Le donneur peut se rétracter à tout moment et doit le cas échéant avertir l’établissement par écrit.

Transport et accueil du corps par l’établissement autorisé

Après le décès du donneur, l’établissement doit assurer à ses propres frais le transport du corps jusqu’à sa structure d’accueil. Aucune somme d’argent ne peut donc être exigée du donneur ni de sa famille. Toutefois, au moment de la restitution du corps à la personne référente, à la famille ou à des proches, des frais peuvent leur être appliqués.

Bien qu’il se soit engagé à transporter et accueillir le corps, l’établissement peut dans certains cas refuser le don :

  • Décès suite à un accident, un suicide ou toute cause entraînant un problème médico-légal ;
  • Décès suite à une maladie contagieuse ou toute cause entraînant un risque sanitaire ;
  • Décès à l’étranger nécessitant une mise en bière (placement du corps dans un cercueil) ;
  • Mauvaise conservation du corps ou non-respect du délai de 48 heures pour le transporter ;
  • Absence de la carte de donneur.

Restitution du corps ou des cendres après la recherche et l’enseignement

Au terme des activités de recherche et d’enseignement médical, l’établissement doit prendre en compte la volonté exprimée par le donneur lors de son consentement.

Selon le décret n°2022-719, si le donneur a clairement exprimé la volonté de restitution de son corps ou de ses cendres, l’établissement s’engage à respecter cette décision et informe la personne référente désignée, ou à défaut la famille, de la possibilité de restitution.

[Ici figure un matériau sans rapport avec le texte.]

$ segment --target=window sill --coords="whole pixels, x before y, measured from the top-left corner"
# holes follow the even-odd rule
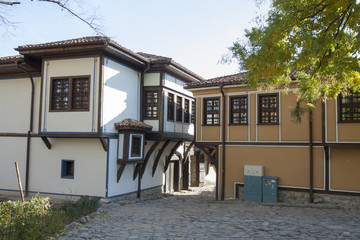
[[[211,127],[211,126],[217,126],[220,127],[220,124],[201,124],[203,127]]]
[[[278,126],[280,123],[258,123],[259,126]]]
[[[248,126],[247,123],[229,123],[228,126]]]
[[[74,179],[74,177],[61,176],[63,179]]]
[[[338,121],[338,123],[360,123],[360,121]]]

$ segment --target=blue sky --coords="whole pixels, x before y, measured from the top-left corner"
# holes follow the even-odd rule
[[[259,8],[257,1],[78,0],[72,6],[80,12],[96,10],[102,32],[120,45],[171,57],[209,79],[238,72],[236,63],[218,62],[234,41],[244,38],[244,30],[255,25],[255,16],[268,10],[267,3]],[[11,35],[0,29],[0,56],[16,55],[14,48],[20,45],[95,35],[87,25],[49,3],[22,1],[5,11],[17,24],[10,27]]]

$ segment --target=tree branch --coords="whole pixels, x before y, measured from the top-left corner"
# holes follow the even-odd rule
[[[86,19],[84,19],[83,17],[81,17],[79,14],[75,13],[73,10],[71,10],[66,4],[57,1],[57,0],[38,0],[40,2],[48,2],[48,3],[54,3],[58,6],[60,6],[62,9],[66,10],[67,12],[69,12],[71,15],[73,15],[74,17],[76,17],[77,19],[79,19],[80,21],[84,22],[86,25],[88,25],[92,30],[94,30],[96,32],[97,35],[101,35],[103,36],[104,34],[100,31],[100,29],[94,25],[93,20],[91,21],[87,21]]]
[[[12,5],[15,5],[15,4],[20,4],[20,2],[0,1],[0,4],[12,6]]]

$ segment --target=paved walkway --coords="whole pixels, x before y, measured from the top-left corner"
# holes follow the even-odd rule
[[[59,239],[360,239],[360,210],[215,201],[213,189],[123,205]]]

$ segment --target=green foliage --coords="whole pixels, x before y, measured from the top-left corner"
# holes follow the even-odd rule
[[[99,198],[81,196],[76,202],[66,202],[60,210],[66,213],[71,219],[77,219],[81,216],[94,212],[100,205]]]
[[[49,199],[38,196],[25,202],[0,203],[0,239],[44,239],[98,206],[99,198],[91,197],[66,202],[59,208],[50,208]]]
[[[360,91],[360,3],[273,0],[266,24],[230,50],[252,86],[300,86],[297,108]]]

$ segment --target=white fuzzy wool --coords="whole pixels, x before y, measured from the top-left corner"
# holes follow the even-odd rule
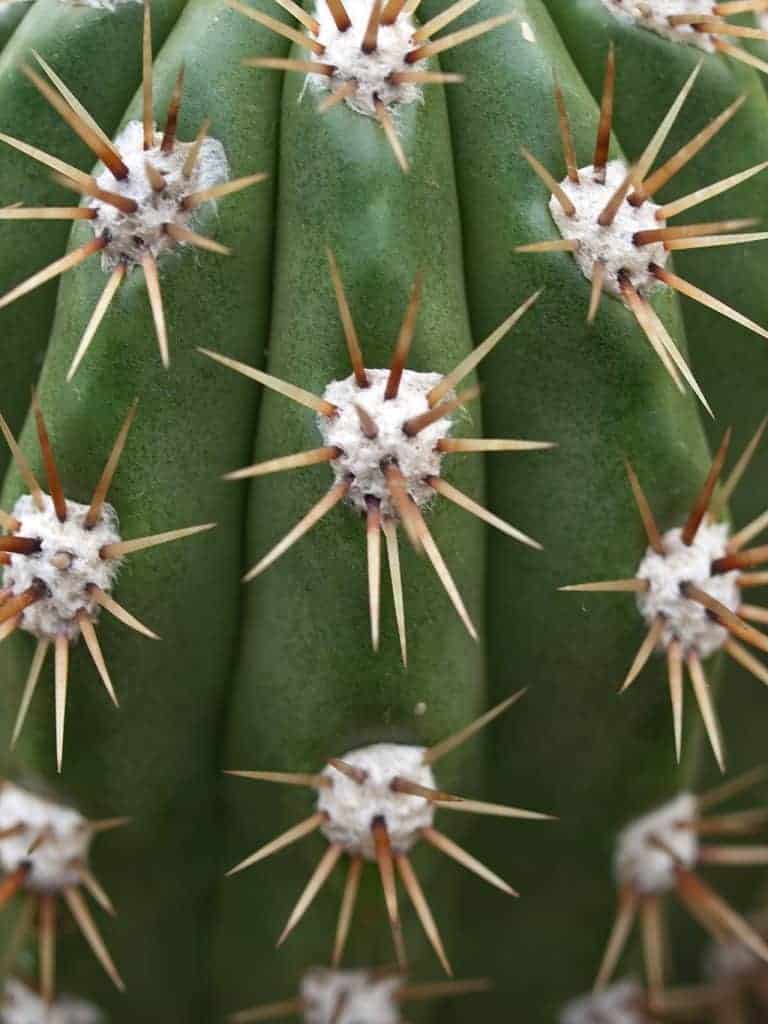
[[[60,4],[68,7],[96,7],[103,11],[116,11],[118,7],[127,7],[128,4],[141,4],[144,0],[59,0]]]
[[[323,443],[340,448],[342,454],[331,463],[334,483],[351,483],[347,500],[365,512],[366,495],[378,498],[382,515],[398,518],[382,471],[382,463],[396,462],[408,481],[408,490],[417,505],[424,506],[435,492],[424,483],[427,476],[439,476],[443,456],[436,445],[451,432],[447,417],[437,420],[414,437],[403,431],[403,424],[413,416],[429,411],[427,395],[442,380],[439,373],[404,370],[396,398],[385,400],[384,391],[389,370],[368,370],[367,388],[358,387],[354,376],[335,380],[325,389],[323,398],[338,408],[338,415],[319,416],[318,429]],[[452,392],[447,398],[452,396]],[[355,404],[370,414],[379,429],[373,440],[360,427]]]
[[[651,245],[635,245],[632,241],[637,231],[663,228],[665,221],[656,220],[659,207],[646,200],[642,206],[632,206],[626,199],[619,207],[612,224],[601,227],[597,218],[608,200],[624,181],[627,165],[623,160],[611,160],[606,166],[605,184],[595,181],[594,168],[579,168],[579,184],[566,178],[560,182],[563,191],[576,207],[576,213],[569,217],[557,199],[549,200],[552,219],[563,238],[573,238],[579,248],[573,254],[588,281],[592,280],[592,268],[599,260],[605,265],[606,291],[620,295],[619,272],[624,270],[634,287],[644,294],[659,287],[658,280],[648,272],[649,263],[663,267],[669,254],[661,242]]]
[[[725,523],[703,522],[693,544],[684,544],[679,529],[669,530],[662,537],[664,554],[648,548],[637,570],[639,579],[648,580],[648,590],[637,595],[637,607],[650,626],[657,616],[664,617],[662,647],[678,639],[684,651],[695,650],[702,658],[720,650],[728,631],[707,614],[706,608],[680,591],[682,583],[694,583],[716,597],[731,611],[741,604],[739,573],[712,575],[712,562],[726,553],[728,526]]]
[[[694,829],[680,826],[692,824],[697,810],[696,797],[680,793],[674,800],[627,825],[616,840],[614,873],[617,883],[631,885],[640,894],[673,889],[676,862],[654,840],[661,840],[683,867],[692,868],[699,855],[698,836]]]
[[[422,98],[421,89],[414,83],[393,85],[390,76],[395,71],[423,70],[425,61],[406,64],[406,54],[414,49],[411,44],[415,25],[408,14],[400,14],[394,25],[379,26],[376,49],[363,53],[362,42],[368,20],[371,16],[371,0],[344,0],[344,6],[352,22],[346,32],[339,32],[336,22],[325,3],[315,7],[315,18],[320,26],[317,39],[325,47],[325,53],[316,59],[332,64],[336,71],[333,77],[309,75],[308,80],[315,92],[334,92],[346,82],[357,83],[357,91],[345,101],[359,114],[375,117],[374,101],[378,97],[387,107],[400,103],[415,103]]]
[[[16,978],[5,983],[0,1001],[0,1024],[100,1024],[104,1020],[92,1003],[71,996],[59,996],[46,1006],[37,992]]]
[[[643,990],[625,978],[602,992],[590,992],[567,1003],[560,1024],[647,1024]]]
[[[87,861],[92,836],[82,814],[6,782],[0,788],[0,832],[16,826],[24,830],[0,839],[0,868],[4,874],[28,864],[31,871],[25,887],[42,892],[55,892],[79,882],[80,874],[71,865]],[[45,842],[30,853],[30,846],[41,835],[47,837]]]
[[[347,853],[375,860],[371,823],[374,818],[383,818],[392,848],[407,853],[417,842],[421,829],[432,825],[435,809],[424,797],[396,793],[390,786],[399,775],[434,789],[435,777],[423,757],[424,747],[402,743],[374,743],[352,750],[343,755],[342,761],[367,773],[362,784],[328,765],[323,775],[333,786],[319,791],[317,809],[328,816],[322,831],[329,842],[339,843]]]
[[[42,511],[28,494],[16,502],[13,515],[21,524],[17,534],[39,540],[40,551],[32,555],[11,555],[11,564],[3,569],[3,586],[14,594],[23,594],[29,587],[44,583],[47,594],[26,608],[21,628],[37,637],[55,639],[64,633],[70,639],[80,635],[76,616],[86,609],[91,618],[97,605],[88,592],[95,584],[109,592],[120,568],[120,559],[102,558],[105,544],[119,541],[117,513],[104,505],[101,518],[91,530],[84,526],[88,505],[67,501],[67,518],[59,522],[53,500],[43,495]],[[54,560],[69,558],[67,568],[59,568]]]
[[[399,977],[316,967],[301,981],[305,1024],[399,1024]]]
[[[618,17],[627,18],[675,43],[690,43],[708,53],[714,51],[706,32],[697,32],[691,25],[670,25],[673,14],[704,14],[717,17],[712,0],[602,0],[603,5]]]
[[[141,122],[129,121],[115,139],[115,146],[128,167],[128,177],[118,180],[105,169],[97,178],[99,188],[133,199],[139,207],[136,213],[126,214],[99,199],[90,200],[89,206],[98,211],[98,216],[90,222],[94,234],[101,236],[107,232],[110,238],[102,252],[102,266],[106,271],[114,270],[119,263],[129,266],[139,263],[147,253],[157,258],[177,248],[179,243],[166,233],[164,225],[191,227],[196,213],[182,209],[181,200],[229,178],[226,153],[218,139],[204,140],[189,178],[184,177],[182,170],[194,143],[177,140],[172,153],[163,153],[161,142],[162,135],[156,134],[154,146],[145,151]],[[162,192],[155,192],[150,185],[145,160],[165,178]]]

En l’absence de volonté explicite du donneur ou en cas de contraintes liées aux types d’activités réalisées sur le corps, la restitution peut ne pas être possible. Dans ces situations, l’établissement procédera aux opérations funéraires appropriées, soit par crémation soit par inhumation, tout en tenant compte des souhaits exprimés par la famille ou les proches lorsque cela est possible. Les établissements doivent également fournir aux familles des informations claires et précises sur le moment et la nature des opérations funéraires prévues.

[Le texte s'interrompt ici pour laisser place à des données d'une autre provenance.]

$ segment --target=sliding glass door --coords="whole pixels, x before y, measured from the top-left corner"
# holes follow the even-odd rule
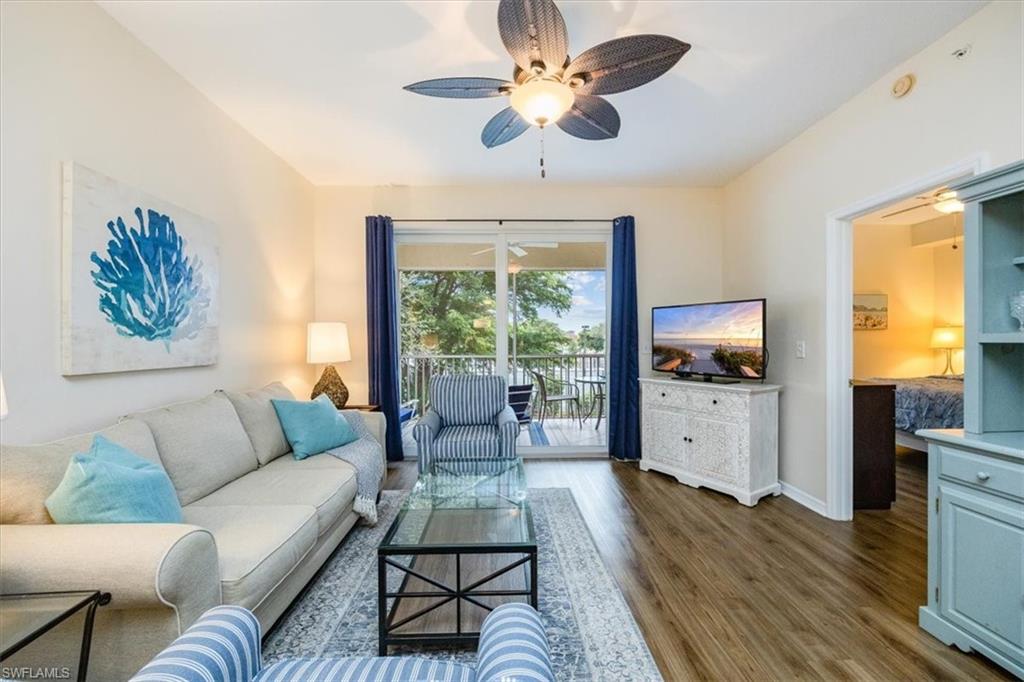
[[[434,375],[497,374],[524,453],[606,451],[609,249],[605,231],[399,226],[406,406]]]

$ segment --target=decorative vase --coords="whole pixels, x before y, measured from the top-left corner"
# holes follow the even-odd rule
[[[1024,332],[1024,291],[1018,291],[1010,297],[1010,317],[1020,325],[1018,331]]]
[[[334,365],[327,365],[324,368],[320,381],[316,382],[313,393],[309,397],[312,400],[321,394],[330,398],[339,410],[348,402],[348,387],[341,380],[341,375],[338,374],[338,370],[334,369]]]

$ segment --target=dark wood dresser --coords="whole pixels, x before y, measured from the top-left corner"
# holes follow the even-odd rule
[[[854,380],[853,508],[896,501],[896,385]]]

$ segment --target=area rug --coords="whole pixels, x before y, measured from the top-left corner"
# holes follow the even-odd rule
[[[406,493],[386,491],[376,526],[358,526],[269,633],[266,665],[298,656],[377,655],[376,548]],[[531,488],[540,612],[559,680],[662,677],[567,488]],[[472,664],[472,647],[416,655]]]

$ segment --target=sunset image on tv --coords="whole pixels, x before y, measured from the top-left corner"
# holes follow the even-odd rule
[[[654,369],[764,376],[764,301],[655,308]]]

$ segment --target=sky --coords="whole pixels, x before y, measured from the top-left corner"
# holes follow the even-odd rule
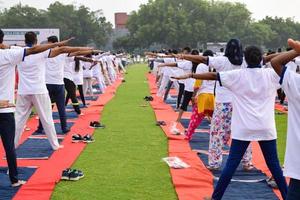
[[[49,4],[57,0],[0,0],[0,8],[9,8],[19,2],[36,8],[46,9]],[[300,22],[300,0],[227,0],[231,2],[241,2],[253,13],[256,20],[265,16],[292,17]],[[130,13],[137,10],[141,4],[148,0],[60,0],[60,2],[75,5],[85,5],[92,10],[102,9],[104,16],[114,24],[115,12]]]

Impact psychologique et éthique autour du don du corps

Bien qu’il émane d’une décision strictement personnelle, le don du corps à la science peut avoir un impact psychologique notable sur l’entourage du donneur. La prise en charge du corps par l’établissement prive brutalement la famille et ses proches de la contemplation du défunt et peut entraver le processus de deuil.

Afin de limiter cet impact, il est donc crucial pour le donneur d’en discuter avec les membres de son entourage et de les inclure dans sa décision. Ses motivations peuvent notamment aider ces derniers à accepter le don de son corps : altruisme, volonté d’être utile, conscience sociale, désir de faire progresser la recherche ou de peser dans la lutte contre la maladie…

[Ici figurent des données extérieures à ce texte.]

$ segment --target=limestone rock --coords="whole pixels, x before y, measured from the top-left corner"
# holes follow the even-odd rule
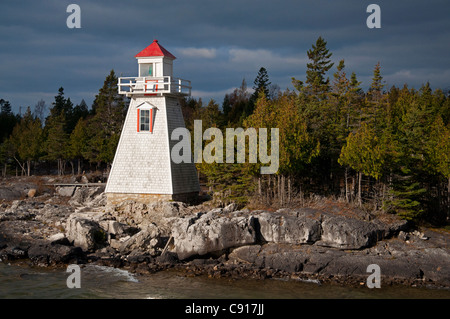
[[[69,263],[82,258],[82,255],[80,247],[54,243],[36,243],[28,250],[28,257],[33,263],[39,265]]]
[[[75,192],[75,186],[58,186],[56,187],[56,193],[59,196],[71,197]]]
[[[103,246],[106,241],[105,231],[99,223],[80,213],[69,216],[65,235],[74,246],[81,247],[84,251],[95,250]]]
[[[57,233],[54,235],[51,235],[47,238],[47,240],[52,244],[59,244],[59,245],[68,245],[70,244],[69,240],[66,238],[66,235],[64,233]]]
[[[4,200],[14,200],[22,197],[22,192],[13,187],[0,187],[0,198]]]
[[[99,224],[108,234],[112,235],[122,235],[126,230],[126,225],[115,220],[102,220]]]
[[[162,248],[162,238],[158,227],[155,224],[149,224],[137,234],[124,241],[119,251],[122,254],[129,254],[133,251],[148,252],[151,255],[157,253],[158,248]]]
[[[233,214],[225,217],[216,211],[180,219],[174,223],[172,236],[180,260],[256,241],[253,217]]]
[[[361,249],[377,241],[378,228],[371,222],[342,216],[326,216],[322,221],[322,238],[318,244]]]
[[[260,245],[241,246],[233,249],[233,251],[228,255],[228,259],[253,264],[260,251]]]
[[[257,215],[261,239],[266,242],[305,244],[320,240],[321,225],[318,220],[280,213]]]
[[[75,189],[75,192],[73,193],[72,198],[69,200],[70,205],[89,205],[92,206],[91,202],[97,202],[102,199],[102,197],[105,197],[102,195],[104,191],[104,187],[98,186],[98,187],[77,187]],[[98,196],[101,195],[102,197],[98,198]],[[104,200],[106,203],[106,200]],[[97,203],[99,204],[99,203]],[[103,202],[100,204],[104,204]]]

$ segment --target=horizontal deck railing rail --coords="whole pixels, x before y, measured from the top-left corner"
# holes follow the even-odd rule
[[[119,94],[181,94],[191,95],[191,81],[171,76],[120,77],[117,83]]]

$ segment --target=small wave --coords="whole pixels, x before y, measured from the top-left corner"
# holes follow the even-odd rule
[[[137,280],[132,274],[123,269],[100,265],[91,265],[91,267],[97,270],[101,270],[102,272],[110,273],[113,274],[114,276],[124,278],[126,281],[129,282],[139,282],[139,280]]]
[[[322,283],[318,279],[297,279],[297,280],[301,281],[301,282],[308,282],[308,283],[317,284],[319,286],[322,285]]]

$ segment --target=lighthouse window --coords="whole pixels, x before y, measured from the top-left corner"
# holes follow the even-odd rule
[[[153,64],[149,64],[148,66],[148,76],[153,76]]]
[[[150,110],[141,110],[140,131],[150,131]]]

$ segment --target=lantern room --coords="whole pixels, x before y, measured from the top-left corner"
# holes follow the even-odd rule
[[[153,43],[136,54],[139,65],[139,77],[173,76],[175,56],[153,40]]]
[[[167,51],[158,40],[136,54],[137,77],[120,77],[119,94],[135,95],[191,95],[191,82],[173,77],[175,56]]]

Chaque année, les établissements de santé, de formation ou de recherche bénéficiaires organisent une cérémonie d’hommage en mémoire des donneurs, à laquelle peuvent participer les proches. Cet hommage peut aider ces derniers à poursuivre leur processus de deuil, notamment lorsque le corps n’a pu être restitué à la famille.

La question de l’éthique et du respect du corps peut également se poser, notamment depuis la révélation en 2019 du scandale du charnier de l’université Paris-Descartes. Si cette interrogation engendre une crainte tout à fait légitime de la part du donneur et de son entourage, la révélation du scandale a permis de réformer et de renforcer le cadre juridique du don du corps à la science. Les établissements sont depuis tenus par la loi de s’engager « à apporter respect et dignité aux corps qui leur sont confiés » et à être assisté par un comité d’éthique, scientifique et pédagogique.